Aujourd’hui, c’est musée. J’ai aperçu l’affiche dans les couloirs du métro et le seul nom de Rembrandt a attiré mon regard : la peinture hollandaise du 17ème siècle, c’est ma petite marotte et la maison de Rembrandt à Amsterdam ressemble à une maison de poupée, c’est mignon. En plus, ce sera l’occasion de visiter le musée Jacquemart-André, qui n’est pas loin de ma ligne de RER, ça tombe bien. Apparemment, je ne suis pas la seule à avoir eu cette idée. En attendant mon tour, j’ai eu le temps d’apprendre par cœur les dates de naissance et de mort de Nélie Jacquemart (1841-1912) et Edouard André (1833-1894), couple amateur et collectionneur d’art dont le goût en terme d’œuvres et de muséologie a contribué à l’écriture de l’histoire de l’art. J’ai aussi consulté la grille des tarifs (en gros, c’est plein tarif pour tout le monde). A la billetterie, j’ai eu le choix entre deux attitudes : « Je ne suis plus à ça près » ou « J’ai dépensé assez comme ça dans mon billet d’entrée ». J’ai penché pour la seconde option et je suis entrée sans audioguide et sans brochure. Demeure majestueuse, j’ai traversé les salons richement meublés (j’aime bien entrer dans l’intimité des personnages influents par ce biais, la maison, apparat ou intime, en dit long sur les goûts et les habitudes) avant de rejoindre l’exposition située au premier étage (Une femme d’affaires aux boucles impeccables s’agace de ne pas trouver l’entrée… suffit de suivre les flèches, ce n’est pas compliqué). Coup de cœur pour le jardin d’hiver très Second Empire (« second en pire » entendu ce matin à la radio) ; j’ai cru voir les personnages de Zola, en particulier Renée et Maxime, cachés derrière les plantes vertes.

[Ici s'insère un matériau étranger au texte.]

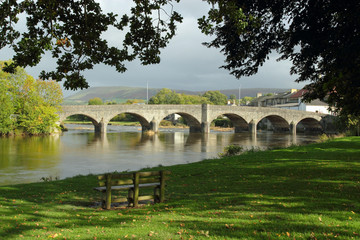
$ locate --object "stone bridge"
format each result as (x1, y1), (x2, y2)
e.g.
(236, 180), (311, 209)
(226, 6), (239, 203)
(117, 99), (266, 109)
(58, 104), (329, 134)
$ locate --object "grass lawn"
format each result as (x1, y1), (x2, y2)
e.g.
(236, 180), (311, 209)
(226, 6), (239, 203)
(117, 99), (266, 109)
(0, 137), (360, 239)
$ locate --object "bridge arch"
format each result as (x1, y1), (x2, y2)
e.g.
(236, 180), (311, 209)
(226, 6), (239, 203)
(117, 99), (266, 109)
(209, 113), (250, 133)
(296, 117), (323, 132)
(160, 112), (201, 132)
(109, 112), (151, 131)
(257, 115), (290, 132)
(59, 113), (101, 132)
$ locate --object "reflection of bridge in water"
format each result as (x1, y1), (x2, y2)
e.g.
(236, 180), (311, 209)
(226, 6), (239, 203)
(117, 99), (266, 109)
(59, 104), (332, 134)
(72, 129), (306, 155)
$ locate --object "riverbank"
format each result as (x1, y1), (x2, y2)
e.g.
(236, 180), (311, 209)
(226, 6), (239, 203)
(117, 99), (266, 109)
(0, 137), (360, 239)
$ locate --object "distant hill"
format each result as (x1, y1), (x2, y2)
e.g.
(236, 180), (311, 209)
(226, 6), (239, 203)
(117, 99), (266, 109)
(63, 87), (289, 105)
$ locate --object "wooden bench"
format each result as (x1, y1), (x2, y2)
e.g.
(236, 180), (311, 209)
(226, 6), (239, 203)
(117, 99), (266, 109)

La disposition des huit salles consacrées à Rembrandt est très intime. On y découvre un dessinateur, un peintre, un graveur, un jeune prodige (premier chef-d’œuvre à 23 ans), un brillant portraitiste. J’ai appris que Rembrandt ne faisait jamais de dessin préparatoire. J’aime bien ses clairs-obscurs et je connais surtout ses sujets bibliques. Les chefs-d’œuvre du maître hollandais sont disposés au regard des œuvres contemporaines et d’un réseau historique plus large (jolie comparaison entre son Souper à Emmaüs et celui du Caravage). Dans la dernière salle, on entre dans le cercle familial de l’artiste : portraits de son fils, des deux femmes qu’il a aimées, d’une jeune fille à la fenêtre, dans un style plus libéré.

Malgré la foule des visiteurs, une relation privilégiée avec un Rembrandt intimiste.

Le Caravage. Le Souper à Emmaüs. 1606
Le Caravage. Le Souper à Emmaüs. 1606
Rembrandt. Le Souper à Emmaüs. 1629
Rembrandt. Le Souper à Emmaüs. 1629

Musée Jacquemart-André. Rembrandt intime.